Thanks to RickNY for the details as well that he sent to me. I purchased the key and am quite happy with all the additional podcasts available. Now there's _too_ much...


----------



## rburriel (Dec 14, 2007)

Is there a way to subscribe to podcasts that aren't on the default list? I'd really like to sign up to CBC's nightly "The National" broadcast:

http://www.cbc.ca/national/blog/national.xml

Thanks in advance.


----------



## CuriousMark (Jan 13, 2005)

rburriel said:


> Is there a way to subscribe to podcasts that aren't on the default list?


Use any RSS agregator your are comfortable with and then have whichever software you are using publish the folder to which it downloads your show.


----------



## rburriel (Dec 14, 2007)

Damn. I knew I was making this too hard. Thanks for the tip!


----------



## desertkoala (Jul 4, 2008)

What a rip off. So basically you need to then install yet more software to get your PC rig working. My original SnapStream server did this all in one. Now it's relegated to share its content using Desktop Plus as a conduit.

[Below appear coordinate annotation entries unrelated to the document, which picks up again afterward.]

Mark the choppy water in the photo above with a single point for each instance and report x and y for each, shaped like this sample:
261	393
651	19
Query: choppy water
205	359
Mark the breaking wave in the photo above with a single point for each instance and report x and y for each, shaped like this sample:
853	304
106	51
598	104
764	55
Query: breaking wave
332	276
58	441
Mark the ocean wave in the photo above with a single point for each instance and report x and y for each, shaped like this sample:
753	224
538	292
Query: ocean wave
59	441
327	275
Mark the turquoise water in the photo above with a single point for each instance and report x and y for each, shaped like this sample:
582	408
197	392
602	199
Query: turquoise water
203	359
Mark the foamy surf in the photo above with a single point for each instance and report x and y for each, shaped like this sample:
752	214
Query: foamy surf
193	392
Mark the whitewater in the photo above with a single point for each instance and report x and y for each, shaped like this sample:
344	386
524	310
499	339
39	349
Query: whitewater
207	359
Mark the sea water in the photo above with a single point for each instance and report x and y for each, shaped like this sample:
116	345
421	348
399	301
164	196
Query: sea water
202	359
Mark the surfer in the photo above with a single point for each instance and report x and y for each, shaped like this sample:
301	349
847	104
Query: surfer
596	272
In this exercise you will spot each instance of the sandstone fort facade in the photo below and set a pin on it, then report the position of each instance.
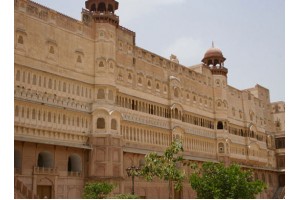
(89, 103)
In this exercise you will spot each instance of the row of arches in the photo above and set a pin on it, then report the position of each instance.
(45, 159)
(143, 106)
(35, 113)
(41, 81)
(146, 136)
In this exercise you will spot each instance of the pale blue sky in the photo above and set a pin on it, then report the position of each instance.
(251, 34)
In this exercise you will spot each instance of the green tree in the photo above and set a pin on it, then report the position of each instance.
(165, 167)
(124, 196)
(97, 190)
(215, 181)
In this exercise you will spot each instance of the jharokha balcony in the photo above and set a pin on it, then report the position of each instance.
(44, 170)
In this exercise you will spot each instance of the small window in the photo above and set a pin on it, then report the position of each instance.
(79, 59)
(221, 148)
(34, 80)
(18, 75)
(74, 163)
(45, 159)
(157, 86)
(140, 81)
(20, 39)
(114, 124)
(51, 50)
(220, 125)
(17, 111)
(101, 94)
(110, 95)
(17, 160)
(100, 123)
(176, 92)
(101, 64)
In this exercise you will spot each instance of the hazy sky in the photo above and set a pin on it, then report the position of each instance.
(251, 34)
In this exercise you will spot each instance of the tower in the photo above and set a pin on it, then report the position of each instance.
(214, 59)
(103, 10)
(106, 157)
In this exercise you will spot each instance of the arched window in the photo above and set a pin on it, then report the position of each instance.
(157, 86)
(79, 59)
(17, 160)
(34, 79)
(129, 76)
(93, 7)
(33, 114)
(17, 111)
(110, 95)
(74, 163)
(51, 50)
(18, 75)
(64, 87)
(45, 159)
(221, 147)
(20, 39)
(114, 124)
(140, 81)
(50, 83)
(101, 123)
(101, 94)
(110, 8)
(176, 113)
(101, 64)
(176, 92)
(220, 125)
(101, 7)
(49, 116)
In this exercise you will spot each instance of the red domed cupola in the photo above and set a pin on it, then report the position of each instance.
(103, 10)
(214, 58)
(102, 5)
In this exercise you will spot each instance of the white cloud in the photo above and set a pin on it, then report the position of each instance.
(136, 8)
(189, 51)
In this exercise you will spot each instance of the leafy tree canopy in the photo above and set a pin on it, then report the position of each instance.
(215, 181)
(124, 196)
(166, 167)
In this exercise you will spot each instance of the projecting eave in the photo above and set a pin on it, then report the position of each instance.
(51, 142)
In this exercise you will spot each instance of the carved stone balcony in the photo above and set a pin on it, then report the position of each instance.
(45, 170)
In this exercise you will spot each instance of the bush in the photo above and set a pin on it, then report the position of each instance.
(97, 190)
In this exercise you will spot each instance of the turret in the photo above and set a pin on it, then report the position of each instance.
(103, 11)
(214, 59)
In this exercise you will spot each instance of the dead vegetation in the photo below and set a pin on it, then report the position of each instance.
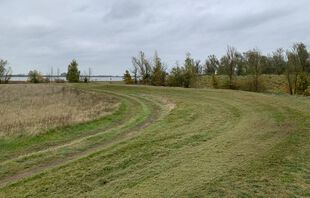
(33, 109)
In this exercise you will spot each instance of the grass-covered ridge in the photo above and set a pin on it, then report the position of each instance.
(174, 142)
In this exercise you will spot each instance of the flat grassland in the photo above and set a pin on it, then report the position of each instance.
(168, 142)
(32, 109)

What really makes me upset is that the TiVo UI says 'get 100s more videos' - as if it was just going to magically appear after you fork over $24. Nope, you now need to download some more software like iTunes. What? This is ridiculous.

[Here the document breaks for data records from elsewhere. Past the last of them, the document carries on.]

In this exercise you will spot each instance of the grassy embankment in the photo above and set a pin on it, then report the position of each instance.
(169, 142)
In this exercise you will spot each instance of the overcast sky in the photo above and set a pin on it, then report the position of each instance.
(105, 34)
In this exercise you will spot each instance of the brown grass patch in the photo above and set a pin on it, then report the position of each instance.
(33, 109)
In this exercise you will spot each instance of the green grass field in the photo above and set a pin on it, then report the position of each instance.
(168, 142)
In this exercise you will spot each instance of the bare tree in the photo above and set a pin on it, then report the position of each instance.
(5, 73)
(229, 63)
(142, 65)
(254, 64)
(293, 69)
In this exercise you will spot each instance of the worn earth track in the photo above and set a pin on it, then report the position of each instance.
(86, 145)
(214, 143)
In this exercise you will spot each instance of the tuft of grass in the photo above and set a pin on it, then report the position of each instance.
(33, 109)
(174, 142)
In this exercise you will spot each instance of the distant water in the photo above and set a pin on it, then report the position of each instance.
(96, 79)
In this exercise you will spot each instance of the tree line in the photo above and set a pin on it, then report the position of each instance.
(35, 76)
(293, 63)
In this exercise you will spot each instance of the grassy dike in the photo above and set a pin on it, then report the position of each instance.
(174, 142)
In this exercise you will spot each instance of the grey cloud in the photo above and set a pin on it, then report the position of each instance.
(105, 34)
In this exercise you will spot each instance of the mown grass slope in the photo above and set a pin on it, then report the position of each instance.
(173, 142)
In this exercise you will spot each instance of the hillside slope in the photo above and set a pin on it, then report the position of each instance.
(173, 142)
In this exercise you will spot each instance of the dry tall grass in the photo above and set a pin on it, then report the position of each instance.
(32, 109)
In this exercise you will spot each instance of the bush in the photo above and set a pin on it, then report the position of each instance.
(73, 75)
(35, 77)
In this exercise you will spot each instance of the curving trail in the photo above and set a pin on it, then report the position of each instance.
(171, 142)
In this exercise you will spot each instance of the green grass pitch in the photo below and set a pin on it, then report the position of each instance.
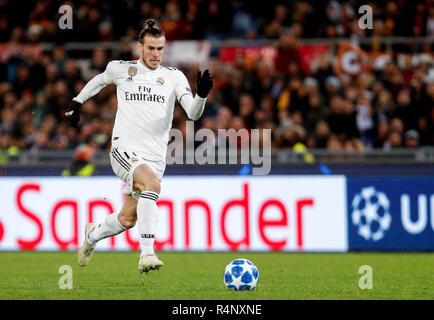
(199, 276)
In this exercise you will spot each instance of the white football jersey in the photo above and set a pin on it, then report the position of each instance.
(146, 100)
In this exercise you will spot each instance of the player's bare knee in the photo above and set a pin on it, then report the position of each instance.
(127, 221)
(152, 184)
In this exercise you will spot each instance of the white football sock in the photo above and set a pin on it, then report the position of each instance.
(147, 218)
(110, 227)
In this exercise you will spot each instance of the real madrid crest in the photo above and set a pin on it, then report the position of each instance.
(132, 71)
(160, 80)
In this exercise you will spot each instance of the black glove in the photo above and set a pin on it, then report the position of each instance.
(73, 113)
(204, 83)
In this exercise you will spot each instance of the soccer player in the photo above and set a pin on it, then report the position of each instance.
(146, 93)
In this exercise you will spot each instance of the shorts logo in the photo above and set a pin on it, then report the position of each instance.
(132, 71)
(160, 80)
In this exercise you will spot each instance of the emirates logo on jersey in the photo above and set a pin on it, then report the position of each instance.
(132, 71)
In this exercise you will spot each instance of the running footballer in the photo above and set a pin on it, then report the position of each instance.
(146, 94)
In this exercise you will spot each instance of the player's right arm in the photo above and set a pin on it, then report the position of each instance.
(90, 89)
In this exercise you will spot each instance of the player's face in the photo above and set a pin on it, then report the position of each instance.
(152, 51)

Seems they have no problem pushing advertisements down. Come on TiVo you guys are not making it easy on this one. Desktop Plus could be awesome. Instead it's a niche solution for geeks already comfortable with RSS and aggregation. ...not people who have other things to do outside.


----------



## classicsat (Feb 18, 2004)

You need iTunes for Quicktime, which is needed for some MPEG4 conversions.


----------



## desertkoala (Jul 4, 2008)

I think I need to clarify. I don't mind installing QuickTime. I did that already and understand why that part is needed. What burns me is needing to install iTunes. It does not mention this anywhere on the onscreen UI or in the presales marketing material. It all left undiscussed. I'm not going to install iTunes. I'm not a Apple slave. There are other vodvidcast clients out there but they suck. So I guess that mean all this extra wonderful content if not for real. Trolling for those spectacular vidcasts generally shows junk that is completely useless anyways. So, I'll stick with the default Onion and CrankyGeek feeds, as they are the only decent ones anyways. The rest of the Apple minions can have fun.

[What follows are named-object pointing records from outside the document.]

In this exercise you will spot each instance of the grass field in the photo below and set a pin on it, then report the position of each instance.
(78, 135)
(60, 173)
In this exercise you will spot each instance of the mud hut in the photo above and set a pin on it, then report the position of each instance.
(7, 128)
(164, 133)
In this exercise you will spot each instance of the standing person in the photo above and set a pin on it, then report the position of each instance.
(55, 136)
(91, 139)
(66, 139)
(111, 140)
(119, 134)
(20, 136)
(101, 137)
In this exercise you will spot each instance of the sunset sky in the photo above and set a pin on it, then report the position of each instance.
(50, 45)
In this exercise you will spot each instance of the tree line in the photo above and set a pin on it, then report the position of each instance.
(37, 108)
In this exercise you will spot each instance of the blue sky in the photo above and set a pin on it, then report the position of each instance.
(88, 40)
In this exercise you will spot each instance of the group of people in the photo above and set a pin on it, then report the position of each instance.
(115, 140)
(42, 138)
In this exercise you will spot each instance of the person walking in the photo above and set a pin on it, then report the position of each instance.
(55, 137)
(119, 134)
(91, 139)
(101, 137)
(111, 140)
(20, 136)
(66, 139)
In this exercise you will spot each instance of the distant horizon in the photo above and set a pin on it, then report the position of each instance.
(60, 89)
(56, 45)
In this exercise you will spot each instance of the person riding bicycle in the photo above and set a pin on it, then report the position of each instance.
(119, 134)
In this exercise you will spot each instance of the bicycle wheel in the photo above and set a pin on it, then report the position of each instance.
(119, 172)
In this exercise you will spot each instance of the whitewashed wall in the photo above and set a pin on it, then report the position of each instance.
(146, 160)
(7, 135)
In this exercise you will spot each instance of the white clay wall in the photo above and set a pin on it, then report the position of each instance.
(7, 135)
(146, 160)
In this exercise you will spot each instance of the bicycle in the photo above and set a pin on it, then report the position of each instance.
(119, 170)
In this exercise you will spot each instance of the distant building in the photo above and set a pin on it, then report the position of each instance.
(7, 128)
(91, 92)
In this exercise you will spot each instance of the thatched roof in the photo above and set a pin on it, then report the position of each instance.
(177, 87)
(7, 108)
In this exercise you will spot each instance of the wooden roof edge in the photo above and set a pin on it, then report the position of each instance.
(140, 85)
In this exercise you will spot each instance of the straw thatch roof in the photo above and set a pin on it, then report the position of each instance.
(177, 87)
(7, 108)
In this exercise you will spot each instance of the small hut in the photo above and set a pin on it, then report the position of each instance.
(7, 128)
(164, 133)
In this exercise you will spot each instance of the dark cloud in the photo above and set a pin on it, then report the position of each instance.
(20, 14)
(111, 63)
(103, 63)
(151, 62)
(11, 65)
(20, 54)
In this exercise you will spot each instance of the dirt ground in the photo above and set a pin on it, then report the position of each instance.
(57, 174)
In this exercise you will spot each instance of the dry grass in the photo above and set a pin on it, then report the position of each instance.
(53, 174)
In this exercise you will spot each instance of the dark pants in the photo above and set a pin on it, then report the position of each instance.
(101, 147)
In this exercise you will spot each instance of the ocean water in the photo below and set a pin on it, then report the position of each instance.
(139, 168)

A real Desktop Plus client would have made RSS subscribing part of the client. The apps on my dedicated machine are not light weight so adding an iTune reader/subscriber seems crazy.


----------



## CuriousMark (Jan 13, 2005)

desertkoala said:


> I think I need to clarify. I don't mind installing QuickTime. I did that already and understand why that part is needed. What burns me is needing to install iTunes. It does not mention this anywhere on the onscreen UI or in the presales marketing material. It all left undiscussed. I'm not going to install iTunes. I'm not a Apple slave. There are other vodvidcast clients out there but they suck. So I guess that mean all this extra wonderful content if not for real. Trolling for those spectacular vidcasts generally shows junk that is completely useless anyways. So, I'll stick with the default Onion and CrankyGeek feeds, as they are the only decent ones anyways. The rest of the Apple minions can have fun.
> 
> A real Desktop Plus client would have made RSS subscribing part of the client. The apps on my dedicated machine are not light weight so adding an iTune reader/subscriber seems crazy.


iTunes is not required. Any videos listed on the TiVo HME downloads screens with a computer screen next to them will be RSS'd and aggregated by TiVo Desktop just the way you want it to. In that mode you manage everything from the TiVo, the computer simply needs to be up and running with the TiVo Server active. If you want something beyond what is indexed on the TiVo service itself, then you need to start looking into using your browser or some other program to aggregate for you.

The onion and Cranky Geeks are TiVoCasts, they are actually sourced directly from the TiVo service. They do not have a computer screen icon next to them on the selection screen. Try selecting other, browsing some of the web videos with screen icons and subscribing to one you like. It will work the way you expect, without the need to add iTunes I might add.


----------